In Italia la prostituzione è veramente un mestiere legale? Si tratta davvero di una regolare attività economica libera?
In fede a quanto trovato scritto in un articolo comparso su fanpage.it e intitolato “La Cassazione dice che la prostituzione è un’attività economica libera e non illecita“, e nel rispetto della corretta interpretazione del testo stesso, sarebbe lecito che la Cassazione desse valide risposte alle due domande su scritte, in quanto il primo cittadino di un comune pare che si sia visto giudicare illegittimo un provvedimento “anti-prostituzione” da lui adottato.
La sentenza 4927, secondo quanto riferisce il medesimo articolo, non ha ritenuto conforme alla legge il provvedimento del sindaco che avrebbe previsto un’ammenda di 500 euro a chi con l’automobile si fosse accostato per far salire a bordo una prostituta e la condanna della multa sarebbe stata, se non altro, per intralcio al traffico. Si era trattato sicuramente di un modo per scoraggiare a priori potenziali clienti.

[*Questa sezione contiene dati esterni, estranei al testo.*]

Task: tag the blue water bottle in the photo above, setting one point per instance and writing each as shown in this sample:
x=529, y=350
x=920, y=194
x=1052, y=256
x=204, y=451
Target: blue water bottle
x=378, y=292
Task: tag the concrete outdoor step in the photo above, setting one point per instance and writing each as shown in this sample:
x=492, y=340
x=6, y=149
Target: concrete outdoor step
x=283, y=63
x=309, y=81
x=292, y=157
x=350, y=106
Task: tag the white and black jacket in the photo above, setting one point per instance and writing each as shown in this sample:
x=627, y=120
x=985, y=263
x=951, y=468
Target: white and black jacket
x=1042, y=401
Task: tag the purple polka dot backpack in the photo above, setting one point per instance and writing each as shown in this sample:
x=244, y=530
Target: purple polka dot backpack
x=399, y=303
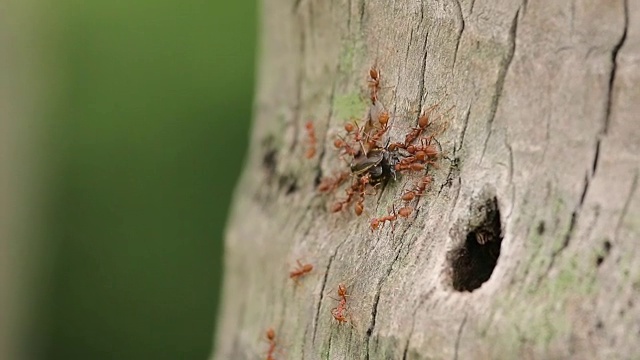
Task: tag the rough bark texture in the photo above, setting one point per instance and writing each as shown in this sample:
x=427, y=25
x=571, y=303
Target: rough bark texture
x=543, y=143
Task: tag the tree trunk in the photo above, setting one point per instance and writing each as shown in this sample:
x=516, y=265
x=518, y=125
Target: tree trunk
x=539, y=171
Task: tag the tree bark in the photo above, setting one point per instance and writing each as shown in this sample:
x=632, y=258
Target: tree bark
x=539, y=169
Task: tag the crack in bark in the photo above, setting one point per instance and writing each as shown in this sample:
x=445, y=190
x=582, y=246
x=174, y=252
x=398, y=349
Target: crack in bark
x=458, y=337
x=612, y=78
x=299, y=80
x=625, y=208
x=572, y=223
x=455, y=52
x=413, y=324
x=406, y=54
x=376, y=298
x=502, y=74
x=464, y=129
x=508, y=146
x=422, y=73
x=322, y=287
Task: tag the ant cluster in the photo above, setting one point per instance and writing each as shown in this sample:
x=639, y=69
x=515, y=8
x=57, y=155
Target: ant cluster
x=372, y=163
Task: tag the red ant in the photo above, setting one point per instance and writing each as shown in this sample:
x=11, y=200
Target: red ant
x=302, y=269
x=329, y=184
x=311, y=151
x=419, y=189
x=409, y=166
x=379, y=222
x=271, y=338
x=338, y=312
x=374, y=84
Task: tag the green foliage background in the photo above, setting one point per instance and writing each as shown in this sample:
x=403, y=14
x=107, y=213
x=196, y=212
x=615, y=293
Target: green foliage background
x=151, y=126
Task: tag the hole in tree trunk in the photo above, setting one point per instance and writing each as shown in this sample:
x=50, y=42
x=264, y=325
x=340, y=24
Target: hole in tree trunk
x=472, y=262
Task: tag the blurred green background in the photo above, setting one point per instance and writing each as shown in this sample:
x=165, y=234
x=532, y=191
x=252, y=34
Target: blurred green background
x=152, y=110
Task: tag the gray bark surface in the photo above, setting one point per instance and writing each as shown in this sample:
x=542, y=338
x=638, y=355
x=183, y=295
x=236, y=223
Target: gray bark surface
x=543, y=140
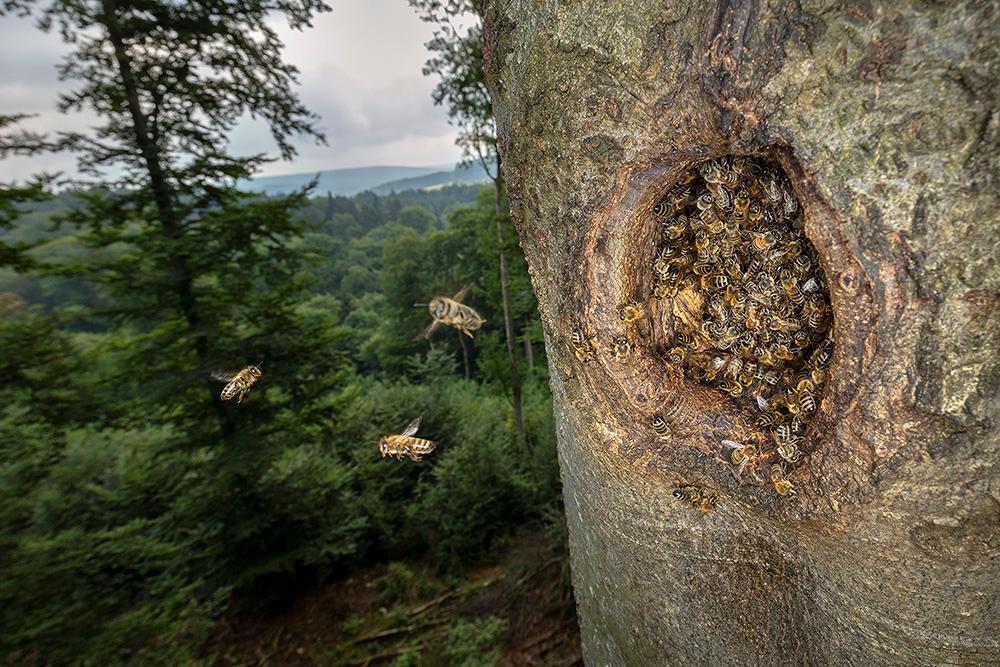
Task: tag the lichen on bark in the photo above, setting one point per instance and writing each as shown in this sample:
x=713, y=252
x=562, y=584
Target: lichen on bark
x=884, y=115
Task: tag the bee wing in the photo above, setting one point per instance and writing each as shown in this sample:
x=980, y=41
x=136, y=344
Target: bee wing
x=411, y=428
x=461, y=293
x=426, y=333
x=224, y=376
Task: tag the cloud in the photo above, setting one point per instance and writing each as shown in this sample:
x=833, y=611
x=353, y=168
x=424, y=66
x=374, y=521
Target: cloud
x=360, y=70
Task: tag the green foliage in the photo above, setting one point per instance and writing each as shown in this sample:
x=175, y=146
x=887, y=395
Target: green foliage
x=475, y=643
x=136, y=507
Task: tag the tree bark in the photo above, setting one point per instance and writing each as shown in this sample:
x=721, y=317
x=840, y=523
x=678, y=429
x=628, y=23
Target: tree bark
x=884, y=117
x=516, y=388
x=163, y=195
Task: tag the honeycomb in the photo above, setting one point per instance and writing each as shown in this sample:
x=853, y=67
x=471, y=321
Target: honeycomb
x=750, y=308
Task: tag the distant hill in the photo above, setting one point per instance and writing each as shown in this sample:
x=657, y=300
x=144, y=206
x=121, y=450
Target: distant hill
x=468, y=175
x=381, y=179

Cionostante, un cittadino colpito da tale provvedimento, non ha esitato a presentare ricorso, giungendo – a distanza di qualche anno – all’ultimo grado di giudizio con l’ottenimento della ragione. Secondo quanto riportato dall’articolo, la Cassazione si sarebbe pronunciata affermando che provvedimenti “anti-prostituzione” non sono legali perché l’attività di meretricio non è illecita e rientra nelle attività economiche e per cui non può esserne vietato l’esercizio se non per mezzo di una normativa statale. In buona sostanza nessun sindaco si può permettere di vietare la prostituzione nel territorio in cui esercita le proprie funzioni.
La risposta alle due domande iniziali, secondo quanto riporta un altro articolo apparso su FirenzeToday “Ordinanza anti-prostituzione del Comune: cosa si rischia davvero“, darebbe ragione alla Cassazione nonostante ciò che si voglia pensare. L”articolo dice infatti che, malgrado ogni sindaco goda dei poteri per la salvaguardia del proprio comune dai rischi sulla criminalità e sul decoro della città, nell’ordinamento italiano la prostituzione costituisce un fenomeno giuridicamente tollerato, e perciò non sottoposto a sanzione. Questo starebbe a dire che non commetterebbe reato né chi si prostituisce e né chi chiede prestazioni sessuali.
Di fronte a tali affermazioni rimangono sacrosanti i reati di sfruttamento o favoreggiamento della prostituzione e tutte le condotte collaterali ad esse collegate, però alla mancanza di strumenti, di personale e di tecniche, per far fronte alle realtà di sottomissione alle quali sono sottoposte certe ragazze, costrette ad umiliarsi e a vendersi per strada come oggetti da mercato, gli organi competenti quali soluzioni hanno adottato? E quali ne sono stati i risultati ottenuti?
Affrontando altresì il tema attività, chi sfrutta certe donne paga le tasse come normalmente fanno coloro in possesso della partita Iva? Le sottoposte a certi impieghi pagano le ritenute fiscali allo Stato come qualunque lecito dipendente? Nell’ipotesi di considerare la mercanzia del sesso come un’attività, dovrebbero vigere su di essa le medesime leggi di qualunque altro impiego legalmente riconosciuto. E dunque, esiste qualcosa sulla prevenzione e protezione infortuni? Di quali DPI dispongono le lavoratrici oltre al profilattico? Quali provvedimenti vengono adottati sulla salute di quelle povere vite sacrificate? Se a queste basilari domande non si danno risposte come può essere considerata lecita tale attività? Senza considerare tutto quanto giri attorno ad essa.
Il discorso non si permette di giudicare l’esito della Corte di Cassazione, bensì l’ordinanza vigente che – così come letta – meriterebbe di essere cambiata sennonché eliminata.